-scenes to be used
In the actual collection scenario, the file fields that are actively collected or passively pushed may contain json strings. Most of these are crawler data or log data. Hive provides a type of json parsing function to preprocess and clean such data. This article introduces the get_json_object function
-data preparation
At this time, there is a DWD table in DW, which contains the fields of the json object (this table actually still belongs to the fact table of a type of business process, but the field contains the json object, so it is stored in the DWD layer, not in the ODS Do processing), here only the json field
is a json description of the house information
-Instructions
get_json_object(column,"$.param")
The parameter column is the field to be parsed. In this example, the
second parameter param of result_contxt needs to be divided. If the field content is a json array, use [n] .key, which means the key value of the number of json objects.
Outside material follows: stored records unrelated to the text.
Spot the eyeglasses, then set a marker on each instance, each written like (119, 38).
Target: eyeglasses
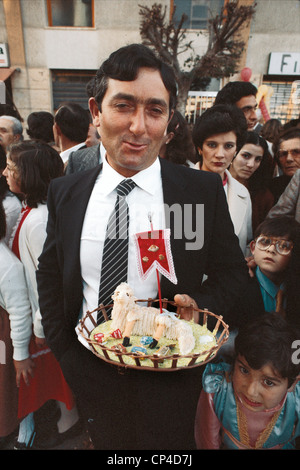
(284, 153)
(283, 247)
(11, 169)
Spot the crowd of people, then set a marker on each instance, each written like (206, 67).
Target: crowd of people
(58, 187)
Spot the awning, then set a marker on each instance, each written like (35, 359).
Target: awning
(6, 72)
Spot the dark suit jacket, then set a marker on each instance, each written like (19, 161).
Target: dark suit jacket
(220, 258)
(136, 409)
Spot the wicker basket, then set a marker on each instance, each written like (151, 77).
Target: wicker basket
(194, 360)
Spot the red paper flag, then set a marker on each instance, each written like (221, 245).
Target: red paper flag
(154, 252)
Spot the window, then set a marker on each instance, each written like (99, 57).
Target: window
(78, 13)
(198, 12)
(70, 85)
(284, 102)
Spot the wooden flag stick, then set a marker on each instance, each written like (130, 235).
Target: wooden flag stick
(157, 273)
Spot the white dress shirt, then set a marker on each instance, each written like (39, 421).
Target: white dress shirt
(145, 198)
(65, 153)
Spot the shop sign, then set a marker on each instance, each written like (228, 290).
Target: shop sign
(284, 63)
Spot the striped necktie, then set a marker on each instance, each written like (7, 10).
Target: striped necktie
(115, 250)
A single json object is directly
. The key is a single json object in the above data, so use the second method to parse
.
select
get_json_object(result_contxt, "$.house_type2") as house_type2
from
库名.表名
where
p_day = '20191127'
The query result is:
all elements are parsed:
select
get_json_object(result_contxt,'$.house_type2')as house_type2,
get_json_object(result_contxt,'$.house_type1')as house_type1,
get_json_object(result_contxt,'$.build_type')as build_type,
get_json_object(result_contxt,'$.house_belong')as house_belong,
get_json_object(result_contxt,'$.house_direction')as house_direction,
get_json_object(result_contxt,'$.years_right')as years_right,
get_json_object(result_contxt,'$.title')as title,
get_json_object(result_contxt,'$.last_tran')as last_tran,
get_json_object(result_contxt,'$.unit_price')as unit_price,
get_json_object(result_contxt,'$.belong_area2')as belong_area2,
get_json_object(result_contxt,'$.build_year')as build_year,
get_json_object(result_contxt,'$.tran_time')as tran_time,
get_json_object(result_contxt,'$.lift')as lift,
get_json_object(result_contxt,'$.square_measure2')as square_measure2,
get_json_object(result_contxt,'$.square_measure1')as square_measure1,
get_json_object(result_contxt,'$.poi_id')as poi_id,
get_json_object(result_contxt,'$.total_price')as total_price,
get_json_object(result_contxt,'$.url')as url,
get_json_object(result_contxt,'$.floor')as floor,
get_json_object(result_contxt,'$.decorate')as decorate,
get_json_object(result_contxt,'$.village_name')as village_name,
get_json_object(result_contxt,'$.time')as time,
get_json_object(result_contxt,'$.area_county')as area_county
from
库名.表名
where p_day = '20191127'
Query results:
Other problems are introduced: If the field is a json array, how to parse the entire json object?
If you are unclear, please see another introduction to the use of the explode function.